De ce côté, elle était tranquille. Après sa condamnation à dix ans de travaux forcés, l’ex-cabaretier avait été expédié à Cayenne, où il était mort tragiquement, dans les forêts de la Guyane, après s’être évadé du bagne.

Elle était également sans nouvelles de son frère Pierre le bossu, mais comme il n’avait été condamné qu’à trois ans de prison pour la séquestration de l’agent d’affaires Marius Pergous, elle craignait chaque jour de le voir reparaître.

Quant à son cher neveu Louis, qui s’était envolé après l’avoir dévalisée, la Fismoise s’en inquiétait médiocrement, bien que parfois son souvenir lui revînt, car la marchande à la toilette n’était pas une mauvaise femme. Elle eût même été pour le fils de sa sœur une excellente tante, s’il avait seulement tenu un peu de celui qu’elle croyait son père, Armand de Serville, au lieu de n’avoir dans ses veines que le sang maudit des Méral.

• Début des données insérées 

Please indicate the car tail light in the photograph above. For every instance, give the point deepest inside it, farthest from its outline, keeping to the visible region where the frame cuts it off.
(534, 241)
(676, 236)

Mais le jeune chenapan avait disparu depuis longtemps et la sœur de Jeanne Reboul y songeait de moins en moins, lorsqu’un soir, à l’heure à peu près où le docteur Harris avait avec la Louve l’entretien que nous avons raconté, la vieille brocanteuse vit apparaître tout à coup, sur le pas de sa porte, ce neveu qu’elle croyait mort ou tout au moins en Chine.

— Comment, mauvais sujet, te voilà ! s’écria-t-elle, toute stupéfaite.

— Moi-même, ma bonne tante, moi-même, répondit Louis sur un ton dolent. Bien changé, n’est-ce pas ? Que voulez-vous ? Trois mois de casemate à Mayence avec mon pauvre maître. Ah ! ces Allemands maudits ! Pauvre armée ! pauvre France !

— Qu’est-ce que tu me racontes là, mauvais garnement ? Mayence, les casemates, ton maître !

— La vérité, tante Françoise, la vérité pure. Seulement, permettez-moi d’entrer chez vous ; je meurs de fatigue. Savez-vous que j’ai fait plus de trois cents lieues à pied ?

En disant ces mots, Louis s’était tout doucement glissé entre la grosse femme et le montant de sa porte ; puis, une fois dans le magasin, il avait aperçu le grand fauteuil et s’y était jeté avec un soupir de satisfaction.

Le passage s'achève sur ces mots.